On the morning of Oct. 28, Jerry England received a call from his neighbor telling him the sign in front of his Shakopee home had been damaged.

England returned to find one of his stained glass pieces that he was displaying in his yard smashed up and vandalized.

England has worked in the stained glass art medium for over 45 years. He said in all his time as an artist, none of his pieces have ever been vandalized.

“I felt bad for the person who did this,” England said. “I thought, ‘Oh man, this person’s in trouble, and I’m gonna try to save that person.’”

Five minutes after discovering the vandalized artwork, England posted on Facebook about the incident. He also offered a unique solution to the situation — an apprenticeship for the perpetrator.

“In my quest to turn a negative into a positive, I want to help this person who is obviously angry,” England wrote in his post.

England proposed he would teach the person how to repair the damaged art and create other stained glass pieces.

He said he decided to offer an apprenticeship after recalling how important art was in helping him face his own anger. England served in the Vietnam War and said he returned in 1975 filled with anger toward people, especially those who had not served.

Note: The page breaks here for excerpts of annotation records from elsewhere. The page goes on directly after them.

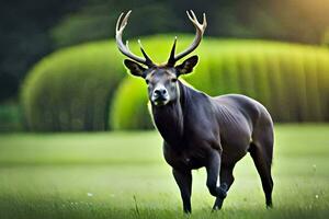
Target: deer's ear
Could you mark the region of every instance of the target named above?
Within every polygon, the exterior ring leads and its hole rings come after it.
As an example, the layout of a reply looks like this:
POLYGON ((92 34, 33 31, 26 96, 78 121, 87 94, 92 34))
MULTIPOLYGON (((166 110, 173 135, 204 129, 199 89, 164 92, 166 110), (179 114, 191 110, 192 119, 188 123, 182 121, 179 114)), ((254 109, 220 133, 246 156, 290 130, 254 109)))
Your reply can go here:
POLYGON ((188 58, 186 60, 184 60, 181 65, 174 67, 178 74, 185 74, 185 73, 190 73, 193 71, 193 68, 196 66, 197 64, 197 56, 192 56, 190 58, 188 58))
POLYGON ((146 68, 129 59, 125 59, 124 64, 129 69, 133 76, 145 78, 146 68))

Turning to stained glass art became a healthy, creative outlet for England that he said changed his life forever.

“I was a bomb ready to go off … but then I got into this,” England said. “This saved my life. I took all that hostility and had this cleanse me.”

England has worked with stained glass art ever since, creating intricately designed windows, doors, lamps and other decorative pieces. While he has experience with multiple art mediums, he said stained glass art is the one he fell in love with.

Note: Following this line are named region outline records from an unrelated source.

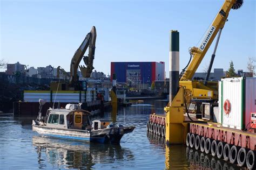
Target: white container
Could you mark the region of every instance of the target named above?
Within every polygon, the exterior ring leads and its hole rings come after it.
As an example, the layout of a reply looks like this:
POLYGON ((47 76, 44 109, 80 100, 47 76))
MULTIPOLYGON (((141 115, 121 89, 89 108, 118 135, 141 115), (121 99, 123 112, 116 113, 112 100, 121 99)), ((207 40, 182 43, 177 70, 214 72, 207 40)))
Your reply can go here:
POLYGON ((245 129, 250 124, 251 112, 256 111, 256 78, 222 79, 219 82, 219 116, 224 127, 245 129), (230 103, 230 111, 226 114, 224 105, 230 103))

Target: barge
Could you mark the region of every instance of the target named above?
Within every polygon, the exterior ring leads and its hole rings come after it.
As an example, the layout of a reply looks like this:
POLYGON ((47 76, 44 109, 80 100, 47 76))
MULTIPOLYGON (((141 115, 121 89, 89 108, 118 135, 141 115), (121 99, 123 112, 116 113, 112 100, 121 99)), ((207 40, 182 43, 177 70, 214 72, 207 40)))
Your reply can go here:
MULTIPOLYGON (((187 113, 183 115, 188 128, 184 142, 225 161, 255 169, 256 79, 222 79, 219 91, 218 105, 202 108, 204 119, 191 120, 187 113)), ((165 137, 166 120, 165 115, 150 115, 147 131, 165 137)))

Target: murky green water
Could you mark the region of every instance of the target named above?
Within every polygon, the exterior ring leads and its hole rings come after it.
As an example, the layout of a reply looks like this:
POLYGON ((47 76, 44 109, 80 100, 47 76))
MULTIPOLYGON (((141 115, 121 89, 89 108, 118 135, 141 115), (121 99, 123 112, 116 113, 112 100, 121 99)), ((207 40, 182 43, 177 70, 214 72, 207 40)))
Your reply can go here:
MULTIPOLYGON (((0 114, 0 169, 235 169, 238 167, 183 145, 166 148, 146 133, 149 115, 164 113, 166 102, 149 101, 120 108, 117 123, 134 125, 120 145, 42 137, 32 131, 32 118, 0 114)), ((110 112, 104 118, 114 119, 110 112)))

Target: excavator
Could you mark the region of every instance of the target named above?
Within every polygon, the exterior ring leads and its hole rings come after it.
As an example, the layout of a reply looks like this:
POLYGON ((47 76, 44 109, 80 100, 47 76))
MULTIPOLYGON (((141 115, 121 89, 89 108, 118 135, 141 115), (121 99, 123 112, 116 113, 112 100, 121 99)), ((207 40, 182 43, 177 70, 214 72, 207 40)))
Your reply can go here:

England moved to Shakopee around 30 years ago and has crafted artwork for a number of community members as well as local businesses and organizations ever since. He said he spends around 60 hours a week on his stained glass art, working out of his garage he turned into a workspace studio.

He also keeps the community involved with his work through filming his artistic process and posting the videos on his personal Facebook profile.

He said he does this to teach people about an art form that is unfamiliar to many.

“I take people through my videos from the conception and drawing all the way to the end so people see how this is done,” England said. “I’m trying to preserve the history of the craft.”

England said he never received a response from the person who vandalized his artwork, but is glad he tried his best to reach out.

After the Facebook post, England did receive hundreds of online messages sent his way from Shakopee citizens praising his work and complimenting his generous gesture.

He said he appreciates all the kind words and is grateful for all the relationships he’s built in Shakopee and beyond because of his work.

“I’m proud of this work because I put the time and effort in,” England said. “This is something I so dearly love to do.”